Los Siete locos

EL SUICIDA

Erdosain permaneció a los pies de la Coja quizá una hora. Las anteriores emociones se disolvían en su actual modorra. Sentíase extraño a todo lo ocurrido en el transcurso del día. La angustia y la malevolencia se endurecían en su pecho como el fango bajo el sol. Permanecía, sin embargo, inmóvil, sometido al poder de la somnolencia oscura que se desprendía de su cansancio. Pero su frente se arrugaba. Y a través de la niebla y de la oscuridad crecía su otra desesperación, el temor sin esperanza de verse perdido como un fantasma a la orilla de un dique de granito. Las aguas grises trazaban franjas de distinta altura que corrían en opuesta dirección.

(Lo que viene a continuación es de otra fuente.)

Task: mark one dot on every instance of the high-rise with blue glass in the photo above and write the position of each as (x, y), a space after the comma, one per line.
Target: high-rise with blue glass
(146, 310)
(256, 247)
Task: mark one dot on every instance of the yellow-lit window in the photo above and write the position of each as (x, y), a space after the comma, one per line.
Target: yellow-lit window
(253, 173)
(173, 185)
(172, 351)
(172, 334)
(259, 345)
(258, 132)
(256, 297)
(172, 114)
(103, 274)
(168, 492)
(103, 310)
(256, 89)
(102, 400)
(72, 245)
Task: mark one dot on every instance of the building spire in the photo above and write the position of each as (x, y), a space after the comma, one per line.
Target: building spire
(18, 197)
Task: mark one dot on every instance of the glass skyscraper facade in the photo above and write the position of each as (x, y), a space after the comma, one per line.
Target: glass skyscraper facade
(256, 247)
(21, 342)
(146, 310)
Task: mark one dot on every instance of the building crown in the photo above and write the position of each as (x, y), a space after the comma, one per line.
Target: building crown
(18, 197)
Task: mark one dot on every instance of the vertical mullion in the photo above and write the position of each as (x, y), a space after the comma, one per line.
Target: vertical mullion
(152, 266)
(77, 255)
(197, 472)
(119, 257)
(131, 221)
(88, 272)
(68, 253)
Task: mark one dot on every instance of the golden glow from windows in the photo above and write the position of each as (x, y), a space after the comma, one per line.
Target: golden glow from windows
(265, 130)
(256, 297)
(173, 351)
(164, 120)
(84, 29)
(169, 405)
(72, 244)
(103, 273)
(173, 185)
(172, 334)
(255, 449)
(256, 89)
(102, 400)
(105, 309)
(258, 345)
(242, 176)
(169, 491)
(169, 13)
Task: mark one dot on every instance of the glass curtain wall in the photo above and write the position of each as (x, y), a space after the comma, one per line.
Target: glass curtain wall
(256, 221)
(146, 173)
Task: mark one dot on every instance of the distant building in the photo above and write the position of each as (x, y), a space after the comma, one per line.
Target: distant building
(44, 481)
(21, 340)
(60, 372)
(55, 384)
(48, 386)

Chalupas de hierro llevaban borrosas gentes hacia remotos emporios. Habían allí, además, una mujer acicalada como una cocotte, con un barboquejo de diamantes y que apoyaba los codos en la mesa de una taberna y se apretaba las mejillas entre los dedos enjoyados. Y mientras ella hablaba, Erdosain se rascaba la punta de la nariz. Mas como esta actitud no era explicable, Erdosain recordó que habían aparecido cuatro mocitas con el vestido hasta las rodillas y el pelo amarillo desgreñado en torno de sus caras caballunas. Y las cuatro mocitas, al pasar a su lado, alargaron un platillo. Fue entonces cuando Erdosain se preguntó: «¿Es posible que puedan alimentarse haciendo sólo eso?» Entonces la estrella, la cocotte, que bajo la barbilla tenía una papada de brillantes, le respondió que sí, que las cuatro mocitas vivían limosneando, y comenzó a hablar de un príncipe ruso, con su voz más femenina, cuyo género de vida, aunque ella trataba de aparejarlo, no condecía con el que llevaba las cuatro mocitas. Y recientemente entonces Erdosain pudo explicarse satisfactoriamente por qué razón se rascaba la punta de la nariz mientras la preciosa hablaba.